Maintenance backlogs are a standard part of operations. You can’t possibly perform all required maintenance on the same day for your entire scope of equipment — logistics simply don’t permit it. Instead, you end up with a maintenance backlog: a trailing list of tasks that are approved and need to be completed.
For streamlined operations, a maintenance backlog likely won’t be very long — usually just a 14- to 28-day cycle that turns over perpetually. When you start pushing back tasks 30-, 60-, or 90-days beyond schedule, however, it’s a signal you’ve got a problem processing work orders. The larger your backlog grows, the more pressing it becomes to start addressing it and the factors responsible for growing it.
The good backlog vs. the bad backlog
As mentioned, a backlog is a healthy part of maintenance management. But the larger it becomes, the more of a burden it becomes. Put another way: A backlog is a good thing, but you can definitely have too much of a good thing. Essentially two backlog types exist: the good backlog and the bad one.
- A small backlog is good. It means you’re approving and completing your maintenance tasks with relative quickness. You have ample staff to handle work requests and they are prioritizing those requests based on when they filed them and the nature of the work they entail. You’re stocking ample parts and supplies to handle all manner of maintenance tasks.

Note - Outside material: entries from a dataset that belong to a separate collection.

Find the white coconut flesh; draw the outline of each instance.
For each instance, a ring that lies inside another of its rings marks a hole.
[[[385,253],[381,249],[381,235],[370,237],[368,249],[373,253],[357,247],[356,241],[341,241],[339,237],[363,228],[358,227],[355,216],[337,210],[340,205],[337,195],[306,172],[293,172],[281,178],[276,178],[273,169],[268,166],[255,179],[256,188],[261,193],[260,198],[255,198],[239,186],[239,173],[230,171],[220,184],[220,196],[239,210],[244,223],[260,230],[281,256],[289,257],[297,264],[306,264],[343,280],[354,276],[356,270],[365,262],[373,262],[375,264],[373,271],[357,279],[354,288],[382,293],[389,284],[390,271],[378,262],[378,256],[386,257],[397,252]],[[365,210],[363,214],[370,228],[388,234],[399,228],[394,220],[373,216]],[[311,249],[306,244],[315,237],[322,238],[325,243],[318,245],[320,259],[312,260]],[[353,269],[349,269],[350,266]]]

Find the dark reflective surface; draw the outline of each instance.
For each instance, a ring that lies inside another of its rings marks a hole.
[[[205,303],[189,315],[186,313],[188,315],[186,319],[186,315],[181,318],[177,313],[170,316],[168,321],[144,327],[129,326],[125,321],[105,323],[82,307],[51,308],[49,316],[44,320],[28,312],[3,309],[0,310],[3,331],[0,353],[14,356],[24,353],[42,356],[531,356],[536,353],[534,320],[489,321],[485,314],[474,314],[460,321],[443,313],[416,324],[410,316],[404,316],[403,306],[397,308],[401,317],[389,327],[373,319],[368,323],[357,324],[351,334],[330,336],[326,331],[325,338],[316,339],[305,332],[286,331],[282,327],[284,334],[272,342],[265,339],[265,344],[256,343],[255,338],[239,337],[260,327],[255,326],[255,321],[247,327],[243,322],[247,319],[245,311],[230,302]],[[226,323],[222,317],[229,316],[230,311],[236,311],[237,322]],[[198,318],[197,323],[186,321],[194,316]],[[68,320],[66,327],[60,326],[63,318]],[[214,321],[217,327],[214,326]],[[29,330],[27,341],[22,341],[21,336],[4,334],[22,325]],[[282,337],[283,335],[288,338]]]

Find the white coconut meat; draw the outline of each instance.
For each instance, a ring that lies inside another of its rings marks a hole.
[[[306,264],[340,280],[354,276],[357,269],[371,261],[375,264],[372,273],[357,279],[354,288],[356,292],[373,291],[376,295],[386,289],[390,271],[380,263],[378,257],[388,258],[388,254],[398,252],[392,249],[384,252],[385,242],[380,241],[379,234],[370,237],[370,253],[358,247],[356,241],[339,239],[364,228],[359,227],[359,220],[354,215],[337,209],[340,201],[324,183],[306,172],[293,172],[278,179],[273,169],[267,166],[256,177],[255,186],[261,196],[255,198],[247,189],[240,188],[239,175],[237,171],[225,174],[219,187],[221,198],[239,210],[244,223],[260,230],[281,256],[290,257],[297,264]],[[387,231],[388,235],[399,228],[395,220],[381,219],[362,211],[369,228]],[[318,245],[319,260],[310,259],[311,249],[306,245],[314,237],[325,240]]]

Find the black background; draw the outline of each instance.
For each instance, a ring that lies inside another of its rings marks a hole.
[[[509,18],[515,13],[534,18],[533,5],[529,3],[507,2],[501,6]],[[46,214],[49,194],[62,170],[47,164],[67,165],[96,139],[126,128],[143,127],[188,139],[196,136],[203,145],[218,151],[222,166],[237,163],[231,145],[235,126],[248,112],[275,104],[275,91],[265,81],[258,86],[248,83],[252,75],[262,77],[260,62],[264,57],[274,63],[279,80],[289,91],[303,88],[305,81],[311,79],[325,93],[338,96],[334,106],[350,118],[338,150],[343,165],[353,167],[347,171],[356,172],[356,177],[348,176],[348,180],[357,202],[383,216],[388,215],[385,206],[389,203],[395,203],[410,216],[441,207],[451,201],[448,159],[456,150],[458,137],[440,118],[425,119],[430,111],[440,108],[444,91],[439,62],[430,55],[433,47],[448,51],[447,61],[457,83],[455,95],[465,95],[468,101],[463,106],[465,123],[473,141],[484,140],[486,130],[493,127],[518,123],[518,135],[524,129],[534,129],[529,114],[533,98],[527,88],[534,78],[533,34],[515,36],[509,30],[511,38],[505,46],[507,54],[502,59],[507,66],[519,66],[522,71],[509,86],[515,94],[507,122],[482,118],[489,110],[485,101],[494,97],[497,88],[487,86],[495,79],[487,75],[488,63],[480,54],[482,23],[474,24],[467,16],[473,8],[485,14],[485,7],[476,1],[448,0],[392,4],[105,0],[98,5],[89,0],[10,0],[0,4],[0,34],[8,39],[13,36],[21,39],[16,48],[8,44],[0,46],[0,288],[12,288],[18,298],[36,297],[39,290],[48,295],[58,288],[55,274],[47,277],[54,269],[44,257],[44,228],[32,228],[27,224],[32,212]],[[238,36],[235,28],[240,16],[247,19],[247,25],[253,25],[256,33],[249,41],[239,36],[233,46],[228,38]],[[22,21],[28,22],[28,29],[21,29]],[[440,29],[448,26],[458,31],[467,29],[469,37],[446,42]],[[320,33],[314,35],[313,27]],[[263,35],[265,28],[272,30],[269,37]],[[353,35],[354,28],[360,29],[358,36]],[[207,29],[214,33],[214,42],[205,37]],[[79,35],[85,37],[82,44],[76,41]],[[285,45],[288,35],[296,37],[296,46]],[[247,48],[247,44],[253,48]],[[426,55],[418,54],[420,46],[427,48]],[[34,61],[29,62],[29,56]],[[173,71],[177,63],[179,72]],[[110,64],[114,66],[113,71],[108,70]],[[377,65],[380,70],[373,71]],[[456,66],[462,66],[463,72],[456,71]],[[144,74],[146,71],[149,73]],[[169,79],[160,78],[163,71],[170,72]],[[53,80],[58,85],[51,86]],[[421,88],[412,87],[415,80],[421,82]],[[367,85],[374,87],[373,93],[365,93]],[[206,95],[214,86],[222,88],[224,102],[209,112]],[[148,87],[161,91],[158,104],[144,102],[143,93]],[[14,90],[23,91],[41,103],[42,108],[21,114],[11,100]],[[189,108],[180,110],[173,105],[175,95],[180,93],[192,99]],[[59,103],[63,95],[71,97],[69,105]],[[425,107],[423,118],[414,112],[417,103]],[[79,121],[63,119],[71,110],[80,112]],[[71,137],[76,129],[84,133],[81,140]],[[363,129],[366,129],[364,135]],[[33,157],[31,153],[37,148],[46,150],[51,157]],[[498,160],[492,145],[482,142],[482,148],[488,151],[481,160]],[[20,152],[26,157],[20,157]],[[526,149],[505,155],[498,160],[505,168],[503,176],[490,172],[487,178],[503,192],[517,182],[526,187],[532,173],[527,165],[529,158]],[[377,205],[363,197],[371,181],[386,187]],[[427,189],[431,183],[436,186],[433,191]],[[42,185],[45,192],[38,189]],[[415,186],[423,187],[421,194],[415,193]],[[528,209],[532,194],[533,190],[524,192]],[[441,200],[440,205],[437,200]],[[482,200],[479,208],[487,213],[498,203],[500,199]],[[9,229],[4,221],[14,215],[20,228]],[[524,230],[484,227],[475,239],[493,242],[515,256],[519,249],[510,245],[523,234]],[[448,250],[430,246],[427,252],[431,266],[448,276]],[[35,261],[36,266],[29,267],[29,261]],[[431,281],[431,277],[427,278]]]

- Larger backlogs signal an inability to complete approved tasks on time. This may be due to factors like a lack of skilled maintenance techs, low inventory of parts and supplies, poor prioritization, or an excess of approved tasks. Large backlogs are generally a sign that the maintenance process needs to change.
Look at your backlog — is it a good one or a bad one? If it’s the latter, it could be time to re-evaluate your maintenance processes and, more important, formulate a strategy for tackling your growing backlog.
Breaking down backlogged tasks
Maintenance items that end up on your backlog are there for a reason. Usually, it’s because you can’t complete them immediately. These are things like shutdown tasks or corrective maintenance that cease operations and require scheduling.
But not every maintenance task is this invasive. Examining other backlogged items can provide insight into why your backlog is growing. This is where you’ll find insights about your process. For example:
- How many tasks have you backlogged because they require a specific skillset?
- How many backlogged items are waiting on ordered supplies?
- What items could you complete now, but you pushed back due to priority?
Answering these questions sheds light on the nature of tasks, allowing managers to better coordinate future work orders by limiting their time in the backlog or forgoing it altogether through immediate action.
Formulate a plan
Knowing why your backlog is growing gives you the means to formulate a plan. Based on what you know, take the necessary approach to future maintenance work requests to ensure they’re approached with a plan and not just approved and backlogged routinely. A simple approach includes the following steps:
- Determine the priority of the maintenance request
- Plan and coordinate maintenance parts and services
- Schedule maintenance relative to the request date
- Execute maintenance according to the plan
This workflow is a simple, bare-bones example of how to use your backlog for good and not to the detriment of your maintenance operations. Always be mindful of how fast you’re turning your backlog and how long you’re allowing it to get.